California makes big changes to worker classification
- September 25, 2019
- Posted by: Hood & Strong
- Category: Uncategorized
In what could spark a national trend, California Gov. Gavin Newsom has signed Assembly Bill 5, dramatically changing the rules for determining when workers are considered independent contractors rather than employees. The new law provides that workers are presumed to be employees unless the hiring entity meets a three-factor test, commonly known as the ‘ABC test’.
A worker is an employee under that test unless:
A: The worker is free from the control and direction of the hiring entity in connection with the performance of the work, both under the contract for the performance of the work and in fact
B: The worker performs work that is outside the usual course of the hiring entity’s business; and
C: The worker is customarily engaged in an independently established trade, occupation, or business of the same nature as the work performed.
The new law codifies the same three-part test adopted by a 2018 California Supreme Court decision (Dynamex Operations West Inc. v.
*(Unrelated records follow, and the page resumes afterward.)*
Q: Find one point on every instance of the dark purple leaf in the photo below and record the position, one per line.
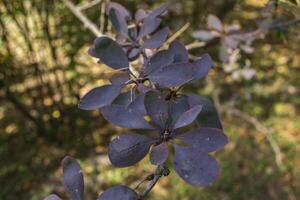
(128, 149)
(173, 75)
(52, 197)
(124, 117)
(194, 167)
(158, 11)
(159, 60)
(109, 53)
(73, 178)
(140, 15)
(157, 108)
(159, 154)
(149, 26)
(119, 77)
(177, 106)
(133, 53)
(209, 116)
(203, 35)
(213, 22)
(118, 22)
(202, 66)
(120, 9)
(205, 139)
(188, 116)
(138, 105)
(157, 39)
(99, 97)
(124, 98)
(179, 51)
(119, 192)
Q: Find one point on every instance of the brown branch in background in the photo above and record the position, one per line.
(86, 22)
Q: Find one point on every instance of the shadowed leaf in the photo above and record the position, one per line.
(188, 116)
(99, 97)
(128, 149)
(157, 39)
(109, 53)
(179, 51)
(159, 154)
(119, 192)
(73, 178)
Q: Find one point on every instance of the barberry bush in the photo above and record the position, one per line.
(145, 94)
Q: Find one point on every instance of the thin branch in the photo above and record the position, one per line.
(88, 5)
(86, 22)
(160, 171)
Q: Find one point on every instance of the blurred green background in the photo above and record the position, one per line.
(44, 69)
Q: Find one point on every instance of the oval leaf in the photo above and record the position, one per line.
(159, 60)
(213, 22)
(194, 167)
(149, 26)
(128, 149)
(119, 192)
(179, 51)
(157, 108)
(205, 139)
(124, 117)
(202, 66)
(157, 39)
(159, 154)
(99, 97)
(109, 53)
(173, 75)
(73, 178)
(52, 197)
(188, 116)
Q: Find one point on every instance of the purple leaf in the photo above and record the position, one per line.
(159, 153)
(158, 11)
(213, 22)
(194, 167)
(119, 192)
(73, 178)
(118, 22)
(109, 53)
(179, 51)
(149, 26)
(157, 108)
(140, 15)
(128, 149)
(120, 9)
(159, 60)
(205, 139)
(173, 75)
(123, 117)
(203, 35)
(119, 77)
(157, 39)
(202, 66)
(209, 116)
(99, 97)
(188, 117)
(138, 105)
(52, 197)
(177, 106)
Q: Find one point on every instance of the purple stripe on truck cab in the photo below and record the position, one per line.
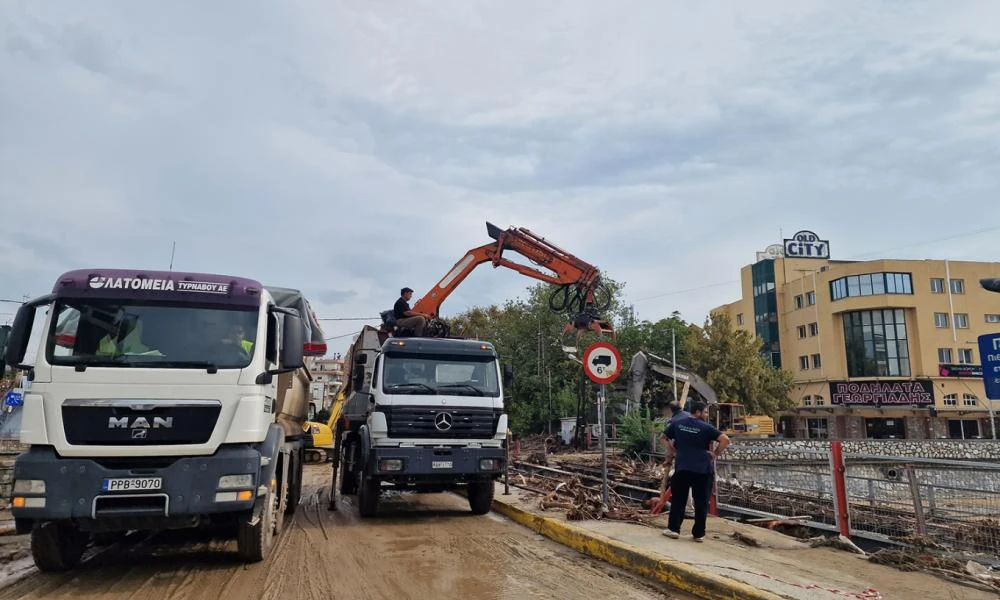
(170, 286)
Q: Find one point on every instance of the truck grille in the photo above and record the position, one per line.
(120, 424)
(432, 422)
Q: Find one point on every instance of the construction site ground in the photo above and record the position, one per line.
(421, 546)
(779, 564)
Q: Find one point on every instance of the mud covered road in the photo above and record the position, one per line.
(419, 547)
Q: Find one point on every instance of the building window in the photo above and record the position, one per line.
(871, 284)
(875, 343)
(963, 429)
(817, 428)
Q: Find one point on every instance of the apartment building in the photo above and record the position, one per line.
(879, 349)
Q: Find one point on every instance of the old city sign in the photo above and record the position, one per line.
(806, 244)
(960, 370)
(888, 393)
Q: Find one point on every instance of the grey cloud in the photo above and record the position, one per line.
(336, 296)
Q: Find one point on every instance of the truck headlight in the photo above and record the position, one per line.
(489, 464)
(29, 486)
(390, 464)
(231, 482)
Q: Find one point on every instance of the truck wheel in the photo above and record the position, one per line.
(481, 496)
(368, 493)
(57, 547)
(254, 541)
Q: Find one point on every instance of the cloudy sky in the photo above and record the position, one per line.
(349, 148)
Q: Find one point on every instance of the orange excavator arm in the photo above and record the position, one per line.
(579, 281)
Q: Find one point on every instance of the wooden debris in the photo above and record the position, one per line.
(745, 539)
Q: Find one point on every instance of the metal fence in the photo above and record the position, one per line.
(784, 484)
(944, 505)
(950, 505)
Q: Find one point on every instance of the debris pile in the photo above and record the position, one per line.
(581, 501)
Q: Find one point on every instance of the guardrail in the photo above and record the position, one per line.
(946, 505)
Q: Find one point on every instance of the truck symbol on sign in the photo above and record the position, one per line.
(604, 359)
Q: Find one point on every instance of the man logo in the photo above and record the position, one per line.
(140, 423)
(443, 421)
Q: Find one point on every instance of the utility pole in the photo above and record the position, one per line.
(550, 401)
(673, 349)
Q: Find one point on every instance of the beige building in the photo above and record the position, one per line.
(328, 378)
(879, 349)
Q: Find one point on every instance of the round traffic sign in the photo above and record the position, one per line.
(602, 363)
Superior Court of Los Angeles). Because businesses will have to satisfy all three factors, it could be difficult to characterize most workers as independent contractors. The law will have significant tax and labor law implications for California businesses. Many businesses will face more tax withholding and reporting requirements including statutorily mandated benefits and compensation such as the state $15 minimum wage. Businesses will also have to comply with employment laws governing hiring, firing, leave and many other issues.
While the law was originally aimed at workers in the sharing economy many of whom are independent contractors, the law has wide applicability. Trucking companies and many hospitals are heavily dependent on independent contractors. But, the law has many categories of worker that are not subject to the new ‘ABC rules’. The following types of workers are exempt from the new law: medical doctors, lawyers, architects, engineers, accountants, investment advisors, stock broker, real estate agents, commercial fishermen (until 2023), builders and contractors, marking agents, travel agents, free-lance writers and photographer, some hair stylists and barbers, private school tutors, and tow truck drivers. It should be noted that those categories are not automatically classified as independent contractors. Rather, they must meet the original 11-part test set forth under the prior law.
The new law takes effect in January 2020. Businesses in California will need to insure that all independent contractors meet the new test or are exempt from the law (and meet the old test). But beyond the specifics of A.B. 5, businesses nationwide should be aware that similar laws will be proposed in other states. Laws creating a version of the ABC test have already been passed in Connecticut, Delaware, Illinois, Indiana, Massachusetts, Nebraska, Nevada, New Hampshire, New Jersey, Vermont, Washington and West Virginia. Those seeking to limit the use of independent contractors will attempt to convince more states to enact such laws.
Companies that misclassify workers face potential liabilities. Businesses with independent contractors should consult their tax and employment advisors with respect to compliance with A.B. 5 and similar developments occurring in other states.